Return on Assets and Return on Equity was reported at 1.77pc and 18.88pc, respectively, whereas book value per share was reported at Rs137.02.
While complying with the regulatory capital requirements, the bank’s total Capital Adequacy Ratio (CAR) is 20.98pc against the requirement of 11.50pc (including capital conservation buffer of 1.50pc as reduced under the BPRD Circular Letter No. 12 of 2020). Quality of the capital is evident from the bank’s Common Equity Tier-1 (CET1) to total risk weighted assets ratio which comes to 17.03pc against the requirement of 6.00pc. Bank’s capitalization also resulted in a Leverage Ratio of 7.03pc which is well above the regulatory limit of 3.0pc. The bank reported Liquidity Coverage Ratio (LCR) of 237.72pc and Net Stable Funding Ratio (NSFR) of 174.86pc against the requirement of 100pc.

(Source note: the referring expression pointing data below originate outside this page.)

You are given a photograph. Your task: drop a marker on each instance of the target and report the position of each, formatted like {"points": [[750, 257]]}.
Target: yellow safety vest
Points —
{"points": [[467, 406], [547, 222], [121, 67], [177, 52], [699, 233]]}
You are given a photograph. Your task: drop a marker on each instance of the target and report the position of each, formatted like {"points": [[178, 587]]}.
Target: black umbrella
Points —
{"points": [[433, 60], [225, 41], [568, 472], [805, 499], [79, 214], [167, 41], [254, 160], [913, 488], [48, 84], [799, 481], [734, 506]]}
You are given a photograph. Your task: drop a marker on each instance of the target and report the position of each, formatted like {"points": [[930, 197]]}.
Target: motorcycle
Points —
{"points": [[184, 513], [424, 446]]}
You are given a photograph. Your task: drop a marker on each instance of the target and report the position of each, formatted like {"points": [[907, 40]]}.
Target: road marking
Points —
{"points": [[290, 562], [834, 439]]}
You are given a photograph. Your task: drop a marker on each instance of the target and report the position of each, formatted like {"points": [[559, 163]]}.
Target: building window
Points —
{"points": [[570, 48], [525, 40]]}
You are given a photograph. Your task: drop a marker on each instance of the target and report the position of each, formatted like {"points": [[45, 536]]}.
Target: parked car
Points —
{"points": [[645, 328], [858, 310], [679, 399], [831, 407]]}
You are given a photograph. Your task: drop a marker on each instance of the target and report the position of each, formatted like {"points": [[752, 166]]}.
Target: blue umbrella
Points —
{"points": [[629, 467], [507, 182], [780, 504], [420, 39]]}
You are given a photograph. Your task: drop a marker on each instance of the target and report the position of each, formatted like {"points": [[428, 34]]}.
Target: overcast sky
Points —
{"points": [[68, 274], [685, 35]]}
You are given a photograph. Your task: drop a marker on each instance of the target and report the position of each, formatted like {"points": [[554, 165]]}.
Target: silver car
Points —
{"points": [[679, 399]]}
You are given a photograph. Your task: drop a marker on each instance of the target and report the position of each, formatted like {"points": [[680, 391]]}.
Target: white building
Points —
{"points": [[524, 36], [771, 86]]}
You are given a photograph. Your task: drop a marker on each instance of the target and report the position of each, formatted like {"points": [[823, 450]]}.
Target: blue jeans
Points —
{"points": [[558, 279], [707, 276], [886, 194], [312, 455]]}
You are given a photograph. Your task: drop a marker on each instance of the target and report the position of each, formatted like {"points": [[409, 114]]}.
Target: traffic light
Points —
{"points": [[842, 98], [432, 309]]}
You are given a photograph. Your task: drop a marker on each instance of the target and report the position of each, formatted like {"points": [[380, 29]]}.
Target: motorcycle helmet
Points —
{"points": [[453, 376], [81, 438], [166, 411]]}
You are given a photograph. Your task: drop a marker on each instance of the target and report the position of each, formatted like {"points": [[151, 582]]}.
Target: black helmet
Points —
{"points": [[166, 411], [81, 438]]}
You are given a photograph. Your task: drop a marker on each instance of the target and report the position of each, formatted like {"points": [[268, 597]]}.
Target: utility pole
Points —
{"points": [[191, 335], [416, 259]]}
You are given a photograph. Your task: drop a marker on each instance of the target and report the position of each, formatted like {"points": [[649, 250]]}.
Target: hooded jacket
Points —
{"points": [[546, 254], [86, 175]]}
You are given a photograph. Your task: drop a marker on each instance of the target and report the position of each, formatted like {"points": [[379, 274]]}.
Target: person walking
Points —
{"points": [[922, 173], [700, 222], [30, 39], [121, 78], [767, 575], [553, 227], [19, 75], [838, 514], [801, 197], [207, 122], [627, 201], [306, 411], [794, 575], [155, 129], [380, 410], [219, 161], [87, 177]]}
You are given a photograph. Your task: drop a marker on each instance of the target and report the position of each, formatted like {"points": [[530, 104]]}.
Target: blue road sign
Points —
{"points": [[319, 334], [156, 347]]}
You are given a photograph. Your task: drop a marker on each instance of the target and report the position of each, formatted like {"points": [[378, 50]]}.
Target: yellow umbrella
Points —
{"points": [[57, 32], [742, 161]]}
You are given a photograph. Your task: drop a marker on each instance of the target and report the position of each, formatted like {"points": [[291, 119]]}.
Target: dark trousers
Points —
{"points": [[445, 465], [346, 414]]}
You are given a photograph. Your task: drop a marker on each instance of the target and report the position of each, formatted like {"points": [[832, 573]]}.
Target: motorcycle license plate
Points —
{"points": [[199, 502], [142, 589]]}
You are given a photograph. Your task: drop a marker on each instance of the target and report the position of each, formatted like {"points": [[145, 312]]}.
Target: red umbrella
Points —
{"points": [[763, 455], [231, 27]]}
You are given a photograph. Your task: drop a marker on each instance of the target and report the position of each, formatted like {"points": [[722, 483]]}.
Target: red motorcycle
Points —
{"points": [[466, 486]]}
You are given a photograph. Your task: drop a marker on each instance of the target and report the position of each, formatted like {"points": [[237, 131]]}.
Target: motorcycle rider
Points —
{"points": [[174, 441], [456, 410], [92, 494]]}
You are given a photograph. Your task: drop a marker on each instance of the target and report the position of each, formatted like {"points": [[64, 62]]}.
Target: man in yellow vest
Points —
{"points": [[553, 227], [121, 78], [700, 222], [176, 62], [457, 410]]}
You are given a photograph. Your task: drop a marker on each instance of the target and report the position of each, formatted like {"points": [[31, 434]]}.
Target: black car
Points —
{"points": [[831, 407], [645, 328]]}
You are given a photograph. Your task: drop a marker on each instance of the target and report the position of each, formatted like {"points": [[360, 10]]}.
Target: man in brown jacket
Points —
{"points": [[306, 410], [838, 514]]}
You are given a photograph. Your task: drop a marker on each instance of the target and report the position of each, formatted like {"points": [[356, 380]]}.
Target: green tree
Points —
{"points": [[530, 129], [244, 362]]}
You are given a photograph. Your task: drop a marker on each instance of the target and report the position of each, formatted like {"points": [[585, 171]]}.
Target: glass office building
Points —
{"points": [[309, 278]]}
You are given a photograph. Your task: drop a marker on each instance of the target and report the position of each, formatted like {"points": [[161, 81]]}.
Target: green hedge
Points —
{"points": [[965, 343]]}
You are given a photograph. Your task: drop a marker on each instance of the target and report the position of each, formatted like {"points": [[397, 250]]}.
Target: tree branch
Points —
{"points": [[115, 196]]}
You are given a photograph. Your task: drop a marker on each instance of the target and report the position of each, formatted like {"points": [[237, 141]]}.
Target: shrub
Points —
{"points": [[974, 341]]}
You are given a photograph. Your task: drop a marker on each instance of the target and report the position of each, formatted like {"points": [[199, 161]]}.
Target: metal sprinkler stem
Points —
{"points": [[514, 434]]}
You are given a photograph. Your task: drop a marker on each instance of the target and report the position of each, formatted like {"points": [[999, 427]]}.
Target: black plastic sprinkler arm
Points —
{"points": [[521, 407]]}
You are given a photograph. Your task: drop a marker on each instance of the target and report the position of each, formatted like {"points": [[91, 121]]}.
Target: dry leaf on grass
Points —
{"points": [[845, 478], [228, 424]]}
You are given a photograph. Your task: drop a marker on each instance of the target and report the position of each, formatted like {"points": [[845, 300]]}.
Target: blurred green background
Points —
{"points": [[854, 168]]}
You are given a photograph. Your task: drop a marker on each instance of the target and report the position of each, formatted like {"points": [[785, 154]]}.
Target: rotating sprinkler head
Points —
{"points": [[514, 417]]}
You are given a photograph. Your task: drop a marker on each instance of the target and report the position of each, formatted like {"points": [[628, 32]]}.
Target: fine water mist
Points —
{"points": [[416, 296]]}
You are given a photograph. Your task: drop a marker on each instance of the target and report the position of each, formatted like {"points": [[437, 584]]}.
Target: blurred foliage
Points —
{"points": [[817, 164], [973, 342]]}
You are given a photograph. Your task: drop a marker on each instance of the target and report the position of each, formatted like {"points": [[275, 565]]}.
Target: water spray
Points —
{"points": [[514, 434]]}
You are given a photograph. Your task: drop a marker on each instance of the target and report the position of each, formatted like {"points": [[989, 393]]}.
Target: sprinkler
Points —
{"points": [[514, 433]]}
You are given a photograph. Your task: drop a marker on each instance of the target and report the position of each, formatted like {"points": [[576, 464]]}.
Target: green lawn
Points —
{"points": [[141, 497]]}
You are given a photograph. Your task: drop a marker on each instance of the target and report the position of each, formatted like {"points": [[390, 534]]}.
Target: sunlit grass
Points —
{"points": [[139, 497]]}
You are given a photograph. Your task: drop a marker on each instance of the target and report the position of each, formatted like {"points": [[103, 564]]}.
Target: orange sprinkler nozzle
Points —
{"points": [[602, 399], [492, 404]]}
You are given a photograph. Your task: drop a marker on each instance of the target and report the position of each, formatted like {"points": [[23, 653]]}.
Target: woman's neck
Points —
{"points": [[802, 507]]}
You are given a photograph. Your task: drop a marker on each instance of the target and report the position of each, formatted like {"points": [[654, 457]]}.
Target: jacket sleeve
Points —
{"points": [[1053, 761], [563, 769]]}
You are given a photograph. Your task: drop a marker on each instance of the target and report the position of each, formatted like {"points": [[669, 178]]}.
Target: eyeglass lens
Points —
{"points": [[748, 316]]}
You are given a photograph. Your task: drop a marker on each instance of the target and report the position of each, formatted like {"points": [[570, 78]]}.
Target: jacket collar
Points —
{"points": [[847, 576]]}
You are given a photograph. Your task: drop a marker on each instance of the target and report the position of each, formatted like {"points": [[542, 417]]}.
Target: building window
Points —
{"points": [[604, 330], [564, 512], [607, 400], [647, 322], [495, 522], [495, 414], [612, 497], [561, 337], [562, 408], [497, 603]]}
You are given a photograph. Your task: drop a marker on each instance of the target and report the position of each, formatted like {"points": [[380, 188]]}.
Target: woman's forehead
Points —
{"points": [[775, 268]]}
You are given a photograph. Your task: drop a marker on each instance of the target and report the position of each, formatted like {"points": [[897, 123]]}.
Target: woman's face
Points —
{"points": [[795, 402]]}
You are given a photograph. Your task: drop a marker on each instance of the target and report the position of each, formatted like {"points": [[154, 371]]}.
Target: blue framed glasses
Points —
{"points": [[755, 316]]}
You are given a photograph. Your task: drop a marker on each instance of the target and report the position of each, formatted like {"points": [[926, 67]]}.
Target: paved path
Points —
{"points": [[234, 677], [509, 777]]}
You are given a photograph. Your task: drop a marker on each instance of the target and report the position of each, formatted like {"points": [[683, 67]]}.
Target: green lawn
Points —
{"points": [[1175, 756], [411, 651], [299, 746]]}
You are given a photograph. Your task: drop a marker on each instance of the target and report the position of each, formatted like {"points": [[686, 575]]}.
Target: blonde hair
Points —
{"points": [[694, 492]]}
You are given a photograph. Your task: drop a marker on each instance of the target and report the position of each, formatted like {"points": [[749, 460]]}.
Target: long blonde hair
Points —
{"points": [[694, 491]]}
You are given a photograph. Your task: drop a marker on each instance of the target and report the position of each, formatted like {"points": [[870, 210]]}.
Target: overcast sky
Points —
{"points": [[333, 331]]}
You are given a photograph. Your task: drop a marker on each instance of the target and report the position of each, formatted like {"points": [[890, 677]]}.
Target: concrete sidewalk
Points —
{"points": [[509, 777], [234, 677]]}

MCB has been declared the ‘Overall Most Outstanding Company in Pakistan – 2020’ and ‘Most Outstanding Company – Financials Sector in Pakistan – 2020’ by Asiamoney, an associate of Euromoney. The annual report of MCB Bank has also been adjudged 1stby ICAP/ICMAP in the financial sector category. MCB has won this award 10 times in last 11 years with 8 consecutive wins.
The bank enjoys highest local credit ratings of AAA / A1+ categories for long term and short term respectively, based on PACRA notification dated June 26, 2020.